744. CHAIRMAN: They would still have to get a licence.

(Mr Stratton) I would have no qualms giving them a licence, if I did I am sure they would go to their elected member.

745. CHAIRMAN: The other question is that you refer to training in subsection 2 (f). Who is going to decide on the training? Who is going to give the training? Who is going to test it? What are you going to require?

(Mr Stratton) My dog control officers are a very professional team. The parks police also have 6 parks police dogs. The dog control officers are very, very able at giving a small amount of training that they need, it is not so much training, it is dos and don'ts, "This is where you can go in the park, this is a bottle­next you must avoid, these are the things you can and you cannot do". They will sign up to it but once they have signed I do not say you have them because they have to abide by it, they have agreed to fulfil the rules.

746. LORD ELTON: In your additions apart you have a rather charming phrase, "the method by which the person walking the dog progresses himself is immaterial". If you are going to train people I think you do need to know if they are going to be on a bicycle or on a skateboard because the actual control over the dog is going to be different from those exercised on foot. I wonder if that was material after all?

747. MR LEWIS: As a matter of drafting the reason the addition is there is to ensure that those who are exercising their dogs on a bicycle or on skateboard or whatever else are actually caught by these provisions, that is the reason for the use of those words.

748. LORD ELTON: On drafting, if I may, on page 12, line 17 designated under subsection 7 should I think be subsection 8.

749. MR LEWIS: We have been given notice of your two small drafting points and I agree with both of them.

750. LORD ELTON Good.

The witness withdrew

751. CHAIRMAN: That really concludes our consideration of the Bill now. We will return at 2.15 and I hope I am right in saying that all we need to do at that stage is to give our decision on the Police Clause?

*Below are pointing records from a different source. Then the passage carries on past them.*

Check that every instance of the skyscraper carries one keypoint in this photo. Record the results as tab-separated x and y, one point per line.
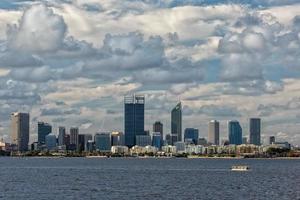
272	140
255	124
103	142
61	136
43	130
214	132
192	134
234	132
50	141
117	138
176	121
134	118
20	130
158	128
74	132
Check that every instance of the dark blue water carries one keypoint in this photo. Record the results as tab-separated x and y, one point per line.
132	178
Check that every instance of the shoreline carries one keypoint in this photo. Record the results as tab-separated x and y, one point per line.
152	157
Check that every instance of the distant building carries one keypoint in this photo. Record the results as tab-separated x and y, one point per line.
202	141
176	121
180	147
157	140
43	130
117	139
134	118
74	132
67	141
214	132
255	126
88	138
192	134
50	140
168	140
103	142
272	139
159	128
245	140
143	140
234	132
61	136
81	142
20	130
89	146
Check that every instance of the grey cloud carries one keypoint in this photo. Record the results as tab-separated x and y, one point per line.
252	88
41	74
58	111
39	30
219	111
15	92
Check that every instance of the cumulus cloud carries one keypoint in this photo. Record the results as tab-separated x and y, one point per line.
39	30
80	57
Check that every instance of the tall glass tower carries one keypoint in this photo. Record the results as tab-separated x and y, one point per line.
235	132
214	132
20	130
44	129
255	124
176	121
134	118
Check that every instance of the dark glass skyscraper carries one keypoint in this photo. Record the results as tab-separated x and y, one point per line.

752. MR LEWIS: In fact on the whole Bill and prove the preamble.

753. CHAIRMAN: We will now adjourn until 2.15.

After a Short Adjournment

754. CHAIRMAN: Good afternoon, we are nearly at the end of proceedings. First of all I will give our pronouncement on Clause 32. Our conclusion on Clause 32 is as the follows, we agree to the recommendations of the Secretary of State that the Clause should not proceed, it follows therefore that Schedule 6 to the Bill will also fall. Can I invite you, Mr Lewis, to do the preamble proceedings, please.

755. MR LEWIS: I will ask Mr Kerrigan to take the oath.

MR DONAL KERRIGAN, sworn

Examined by MR LEWIS

756. MR LEWIS: Perhaps before I start, my Lords, I would just like to mention that this is the last occasion that Mr Kerrigan will be swearing a preamble in this House at least, probably the last time full stop because he is retiring in June. He has become a bit of a serial preamble swearer.

757. Unfortunately Private Bills do not come by as often as they used to. Mr Kerrigan has done this now since the first London Local Authorities Bill, so it is his eighth time in the London Local Authorities Bill, he has also done three City of Westminster Bills and it brings to a conclusion a long career in this particular field.

(Mr Kerrigan) I hope I get the answers right this time.

758. CHAIRMAN: On behalf of us can I wish you a very happy retirement, Mr Kerrigan. I am sorry in a way that these Bills are not as frequent as they once were, I think we have all enjoyed the last day and a half's proceedings.

759. LORD TORDOFF: Can I say, it is terrible to see people retiring so young.